Introduction à la troisième partie
p. 139-140
Texte intégral
1Tandis qu’en Europe s’affirme lentement le principe du Welfare State – l’État providence –, aux États-Unis se développe durant le premier quart du xxe siècle le Welfare Capitalism (ou capitalisme providence) : fondé sur l’entreprise providence à défaut d’État providence (apRoberts, 2000), le système repose sur l’idée que « l’entreprise privée, plutôt que l’État ou des organismes de mutualisation, est la première source de sécurité et de stabilité de la société moderne1 ».
2Les grandes entreprises, alors en plein développement, éprouvent le besoin d’attirer et de fidéliser la main-d’œuvre. Dans ce but, elles vont offrir à leurs salariés non seulement la sécurité de l’emploi mais également des avantages sociaux comme l’assurance vieillesse et l’assurance maladie notamment. Les syndicats vont être très tôt parties prenantes d’un tel système de prévoyance professionnelle, ayant parfois précédé les initiatives des employeurs dans ce domaine. Ce n’est qu’après la crise de 1929 et à l’occasion du New Deal que se mettra en place un système de retraite public obligatoire et quasi universel connu sous le nom de Social Security (1935). Et c’est seulement trente ans plus tard, en 1965, que sera créé un système public d’assurance maladie, limité cependant aux personnes âgées et aux pauvres.
3Le système de protection sociale américain, en matière d’assurance maladie encore davantage qu’en matière de retraite (à cause de la création de la Sécurité sociale), se caractérise encore aujourd’hui par le rôle central qu’y occupe l’entreprise.
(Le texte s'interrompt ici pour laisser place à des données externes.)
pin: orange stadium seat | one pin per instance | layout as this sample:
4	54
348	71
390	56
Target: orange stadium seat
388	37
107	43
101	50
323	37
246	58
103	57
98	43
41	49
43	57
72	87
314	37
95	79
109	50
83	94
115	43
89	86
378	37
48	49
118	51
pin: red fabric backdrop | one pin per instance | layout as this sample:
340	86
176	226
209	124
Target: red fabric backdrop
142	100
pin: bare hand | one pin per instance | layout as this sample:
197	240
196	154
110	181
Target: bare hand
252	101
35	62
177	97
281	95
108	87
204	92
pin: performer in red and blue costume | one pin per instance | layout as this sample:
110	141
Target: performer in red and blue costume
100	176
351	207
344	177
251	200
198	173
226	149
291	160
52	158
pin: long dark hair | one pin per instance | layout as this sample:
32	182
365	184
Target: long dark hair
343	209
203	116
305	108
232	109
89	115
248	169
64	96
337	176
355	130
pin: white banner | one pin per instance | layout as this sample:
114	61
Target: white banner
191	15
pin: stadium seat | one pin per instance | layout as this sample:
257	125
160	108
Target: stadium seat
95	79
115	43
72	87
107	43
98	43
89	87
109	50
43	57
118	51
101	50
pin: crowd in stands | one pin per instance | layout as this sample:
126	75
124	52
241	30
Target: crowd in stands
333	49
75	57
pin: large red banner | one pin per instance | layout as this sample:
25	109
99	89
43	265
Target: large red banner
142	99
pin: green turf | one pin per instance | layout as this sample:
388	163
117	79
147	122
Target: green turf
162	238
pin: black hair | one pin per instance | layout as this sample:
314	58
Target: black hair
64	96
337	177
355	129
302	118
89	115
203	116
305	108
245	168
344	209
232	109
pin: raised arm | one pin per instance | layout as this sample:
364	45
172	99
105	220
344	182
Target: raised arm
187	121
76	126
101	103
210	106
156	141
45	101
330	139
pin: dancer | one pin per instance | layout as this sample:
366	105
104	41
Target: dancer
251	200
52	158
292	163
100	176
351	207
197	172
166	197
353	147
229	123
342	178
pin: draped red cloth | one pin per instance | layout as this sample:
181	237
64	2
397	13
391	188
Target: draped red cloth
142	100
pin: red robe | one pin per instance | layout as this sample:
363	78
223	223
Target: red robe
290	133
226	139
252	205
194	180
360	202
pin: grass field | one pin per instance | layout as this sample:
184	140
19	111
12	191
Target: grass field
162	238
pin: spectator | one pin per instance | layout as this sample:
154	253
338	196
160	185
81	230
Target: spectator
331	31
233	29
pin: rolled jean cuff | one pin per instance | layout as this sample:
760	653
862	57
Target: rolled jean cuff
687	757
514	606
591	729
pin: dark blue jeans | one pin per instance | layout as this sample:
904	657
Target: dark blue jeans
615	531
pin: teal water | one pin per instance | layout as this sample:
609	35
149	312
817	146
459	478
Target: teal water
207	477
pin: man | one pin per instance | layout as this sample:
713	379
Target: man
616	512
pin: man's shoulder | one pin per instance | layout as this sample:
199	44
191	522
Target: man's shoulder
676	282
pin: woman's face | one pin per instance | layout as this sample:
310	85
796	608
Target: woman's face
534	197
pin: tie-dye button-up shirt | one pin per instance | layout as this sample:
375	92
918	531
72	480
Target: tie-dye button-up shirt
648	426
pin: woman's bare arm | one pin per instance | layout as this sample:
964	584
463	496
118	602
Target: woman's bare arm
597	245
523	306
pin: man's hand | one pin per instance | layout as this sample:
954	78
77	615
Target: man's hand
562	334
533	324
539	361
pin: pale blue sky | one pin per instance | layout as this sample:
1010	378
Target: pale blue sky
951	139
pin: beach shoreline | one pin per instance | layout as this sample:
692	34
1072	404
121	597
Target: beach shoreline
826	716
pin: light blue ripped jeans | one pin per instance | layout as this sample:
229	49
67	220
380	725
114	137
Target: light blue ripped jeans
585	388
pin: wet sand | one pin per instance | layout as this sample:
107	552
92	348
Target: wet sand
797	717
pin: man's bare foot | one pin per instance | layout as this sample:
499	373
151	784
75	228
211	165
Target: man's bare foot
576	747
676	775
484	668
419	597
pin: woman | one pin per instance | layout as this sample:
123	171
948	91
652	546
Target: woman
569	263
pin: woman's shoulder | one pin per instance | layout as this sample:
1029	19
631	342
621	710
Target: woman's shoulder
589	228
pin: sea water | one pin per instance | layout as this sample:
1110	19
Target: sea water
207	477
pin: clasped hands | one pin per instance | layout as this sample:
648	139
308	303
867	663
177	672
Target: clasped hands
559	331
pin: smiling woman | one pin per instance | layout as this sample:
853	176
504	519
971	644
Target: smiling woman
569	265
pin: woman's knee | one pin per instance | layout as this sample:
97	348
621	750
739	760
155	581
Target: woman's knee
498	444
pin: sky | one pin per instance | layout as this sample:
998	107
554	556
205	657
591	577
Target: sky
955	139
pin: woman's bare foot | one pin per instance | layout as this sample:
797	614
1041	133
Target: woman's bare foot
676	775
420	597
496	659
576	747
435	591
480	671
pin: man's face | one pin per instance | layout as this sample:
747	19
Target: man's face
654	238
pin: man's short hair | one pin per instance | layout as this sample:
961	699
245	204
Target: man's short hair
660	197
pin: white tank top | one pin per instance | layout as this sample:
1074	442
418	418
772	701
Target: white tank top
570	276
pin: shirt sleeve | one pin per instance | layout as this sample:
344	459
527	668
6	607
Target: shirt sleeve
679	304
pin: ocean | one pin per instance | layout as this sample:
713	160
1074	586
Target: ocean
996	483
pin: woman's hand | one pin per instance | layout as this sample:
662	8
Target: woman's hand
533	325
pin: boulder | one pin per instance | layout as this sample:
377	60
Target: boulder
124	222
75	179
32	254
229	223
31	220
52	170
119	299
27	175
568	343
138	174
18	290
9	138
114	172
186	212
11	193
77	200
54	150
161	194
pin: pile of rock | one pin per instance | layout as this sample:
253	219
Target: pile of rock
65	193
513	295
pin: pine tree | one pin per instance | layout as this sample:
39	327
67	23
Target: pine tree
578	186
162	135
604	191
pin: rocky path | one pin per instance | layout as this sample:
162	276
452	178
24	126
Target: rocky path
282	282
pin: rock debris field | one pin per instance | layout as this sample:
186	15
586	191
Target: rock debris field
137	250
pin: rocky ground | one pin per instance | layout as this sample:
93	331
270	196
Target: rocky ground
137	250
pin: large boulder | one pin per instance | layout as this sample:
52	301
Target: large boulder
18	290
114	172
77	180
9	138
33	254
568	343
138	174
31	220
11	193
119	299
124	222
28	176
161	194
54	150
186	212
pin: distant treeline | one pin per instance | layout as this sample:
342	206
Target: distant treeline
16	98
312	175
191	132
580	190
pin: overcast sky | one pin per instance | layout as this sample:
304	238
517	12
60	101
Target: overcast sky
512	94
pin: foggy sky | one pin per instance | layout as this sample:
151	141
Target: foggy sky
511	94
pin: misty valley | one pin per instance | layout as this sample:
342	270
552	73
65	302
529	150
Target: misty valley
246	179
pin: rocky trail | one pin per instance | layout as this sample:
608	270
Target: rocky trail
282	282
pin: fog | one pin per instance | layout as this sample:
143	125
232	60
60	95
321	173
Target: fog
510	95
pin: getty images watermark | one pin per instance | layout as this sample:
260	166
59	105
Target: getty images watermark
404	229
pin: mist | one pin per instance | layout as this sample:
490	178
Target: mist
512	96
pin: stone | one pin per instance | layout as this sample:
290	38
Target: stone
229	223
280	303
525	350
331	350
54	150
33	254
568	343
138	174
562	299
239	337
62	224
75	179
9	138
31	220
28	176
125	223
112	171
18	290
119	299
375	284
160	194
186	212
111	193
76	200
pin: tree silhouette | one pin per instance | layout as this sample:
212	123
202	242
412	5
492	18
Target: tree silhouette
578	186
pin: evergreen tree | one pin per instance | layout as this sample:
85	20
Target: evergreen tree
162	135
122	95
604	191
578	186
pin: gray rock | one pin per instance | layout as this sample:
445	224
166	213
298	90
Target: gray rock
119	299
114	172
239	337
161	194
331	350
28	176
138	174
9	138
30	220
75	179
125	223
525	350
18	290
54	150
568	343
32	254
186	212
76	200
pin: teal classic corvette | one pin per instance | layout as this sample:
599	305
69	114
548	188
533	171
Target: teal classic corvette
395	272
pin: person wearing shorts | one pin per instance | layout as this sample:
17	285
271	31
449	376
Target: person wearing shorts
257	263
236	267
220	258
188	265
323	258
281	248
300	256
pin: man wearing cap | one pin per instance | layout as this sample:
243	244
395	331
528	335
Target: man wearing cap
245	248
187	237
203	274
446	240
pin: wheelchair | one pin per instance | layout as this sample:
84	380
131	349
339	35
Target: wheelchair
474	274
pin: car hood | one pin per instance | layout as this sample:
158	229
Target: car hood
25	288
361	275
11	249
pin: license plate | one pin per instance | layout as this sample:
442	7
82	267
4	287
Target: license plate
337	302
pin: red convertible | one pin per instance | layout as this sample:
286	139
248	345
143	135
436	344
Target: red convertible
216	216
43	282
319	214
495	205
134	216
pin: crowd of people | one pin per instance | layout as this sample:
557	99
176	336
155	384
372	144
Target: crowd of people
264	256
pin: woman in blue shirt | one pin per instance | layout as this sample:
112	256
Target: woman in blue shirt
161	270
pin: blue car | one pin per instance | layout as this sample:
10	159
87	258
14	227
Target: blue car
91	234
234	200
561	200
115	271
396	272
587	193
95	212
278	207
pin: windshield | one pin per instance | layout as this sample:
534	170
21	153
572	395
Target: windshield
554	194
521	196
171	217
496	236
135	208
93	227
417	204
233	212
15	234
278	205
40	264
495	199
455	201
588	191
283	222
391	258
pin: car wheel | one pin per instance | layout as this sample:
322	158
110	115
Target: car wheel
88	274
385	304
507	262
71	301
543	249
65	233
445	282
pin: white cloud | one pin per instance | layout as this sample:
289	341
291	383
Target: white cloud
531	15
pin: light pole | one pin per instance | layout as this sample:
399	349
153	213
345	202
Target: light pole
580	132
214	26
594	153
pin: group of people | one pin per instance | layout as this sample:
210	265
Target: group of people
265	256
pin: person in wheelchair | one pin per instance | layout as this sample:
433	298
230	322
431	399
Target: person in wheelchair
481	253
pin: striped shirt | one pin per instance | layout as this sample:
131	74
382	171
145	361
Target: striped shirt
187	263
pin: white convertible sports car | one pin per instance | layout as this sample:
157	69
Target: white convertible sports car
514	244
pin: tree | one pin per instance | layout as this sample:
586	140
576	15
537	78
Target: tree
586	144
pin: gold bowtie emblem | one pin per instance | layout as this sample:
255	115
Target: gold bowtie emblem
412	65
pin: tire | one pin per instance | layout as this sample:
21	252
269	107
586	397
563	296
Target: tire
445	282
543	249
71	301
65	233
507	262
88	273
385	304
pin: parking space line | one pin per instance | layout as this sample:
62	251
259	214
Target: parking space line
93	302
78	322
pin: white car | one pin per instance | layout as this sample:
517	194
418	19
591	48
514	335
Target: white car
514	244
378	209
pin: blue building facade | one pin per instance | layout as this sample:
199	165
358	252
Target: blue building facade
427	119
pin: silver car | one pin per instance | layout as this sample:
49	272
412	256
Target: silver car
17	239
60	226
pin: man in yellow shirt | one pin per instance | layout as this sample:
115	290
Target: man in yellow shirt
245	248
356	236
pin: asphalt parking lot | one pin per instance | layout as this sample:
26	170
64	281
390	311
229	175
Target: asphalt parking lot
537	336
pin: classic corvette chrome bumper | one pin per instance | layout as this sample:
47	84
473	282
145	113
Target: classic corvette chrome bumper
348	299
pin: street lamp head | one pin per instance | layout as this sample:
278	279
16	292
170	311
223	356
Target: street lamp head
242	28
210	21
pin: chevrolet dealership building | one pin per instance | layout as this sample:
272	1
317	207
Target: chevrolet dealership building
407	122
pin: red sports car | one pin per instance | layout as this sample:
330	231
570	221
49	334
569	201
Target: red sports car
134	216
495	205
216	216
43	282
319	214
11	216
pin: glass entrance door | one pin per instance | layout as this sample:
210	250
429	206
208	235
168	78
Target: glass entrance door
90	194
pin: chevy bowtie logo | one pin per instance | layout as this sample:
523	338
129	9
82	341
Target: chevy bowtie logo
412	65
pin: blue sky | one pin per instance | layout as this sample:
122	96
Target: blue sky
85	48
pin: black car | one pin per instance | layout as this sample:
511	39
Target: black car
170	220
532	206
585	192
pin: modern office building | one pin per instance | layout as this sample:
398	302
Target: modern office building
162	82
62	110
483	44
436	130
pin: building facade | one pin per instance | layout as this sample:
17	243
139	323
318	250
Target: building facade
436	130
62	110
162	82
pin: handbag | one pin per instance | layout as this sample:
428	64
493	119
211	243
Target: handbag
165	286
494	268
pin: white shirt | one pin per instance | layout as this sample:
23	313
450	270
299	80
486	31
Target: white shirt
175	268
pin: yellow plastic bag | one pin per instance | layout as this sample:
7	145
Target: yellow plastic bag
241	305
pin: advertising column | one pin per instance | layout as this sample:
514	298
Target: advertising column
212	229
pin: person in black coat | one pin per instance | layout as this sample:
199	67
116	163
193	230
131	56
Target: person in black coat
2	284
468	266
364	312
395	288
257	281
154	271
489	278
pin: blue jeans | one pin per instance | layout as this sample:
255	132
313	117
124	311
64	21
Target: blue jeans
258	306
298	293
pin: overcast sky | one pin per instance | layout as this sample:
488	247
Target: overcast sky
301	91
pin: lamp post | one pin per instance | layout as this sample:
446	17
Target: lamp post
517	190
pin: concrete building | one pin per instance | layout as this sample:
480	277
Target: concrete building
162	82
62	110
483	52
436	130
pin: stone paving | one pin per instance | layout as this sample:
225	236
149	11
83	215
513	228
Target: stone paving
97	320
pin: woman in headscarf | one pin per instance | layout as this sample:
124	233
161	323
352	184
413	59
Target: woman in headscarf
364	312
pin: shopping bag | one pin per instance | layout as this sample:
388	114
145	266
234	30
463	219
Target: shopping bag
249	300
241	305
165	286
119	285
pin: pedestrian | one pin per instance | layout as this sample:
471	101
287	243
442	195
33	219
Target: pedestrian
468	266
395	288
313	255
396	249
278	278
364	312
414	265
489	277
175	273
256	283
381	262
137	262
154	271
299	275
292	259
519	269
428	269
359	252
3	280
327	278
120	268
Issu dans une large mesure d’une coproduction employeur/syndicat, laquelle sera renforcée dans le cadre de la négociation collective qui se développe à partir des années 1950, il va être progressivement remis en cause par les entreprises elles-mêmes et leur désengagement social. Le président B. Obama a d’ailleurs fait de sa réforme la priorité de son agenda présidentiel, et en priorité celle du système de santé.
4C’est en fait dès les années 1980 que ce pacte social a commencé d’être mis à mal et que la protection sociale assurée par les entreprises s’est érodée. On a assisté à un basculement progressif du financement du système et de fait, la contribution de salariés a considérablement augmenté dans les années 2000. Ces derniers supportent désormais, et de plus en plus, le coût des retraites complémentaires et des primes d’assurance maladie. De surcroît, l’ampleur de même que la qualité des couvertures sociales se sont fortement dégradées. En matière de santé, plus de 15 % de la population se trouve dépourvue de toute assurance. En matière de retraite, le coût de même que les risques financiers et démographiques ont été transférés de façon croissante aux salariés.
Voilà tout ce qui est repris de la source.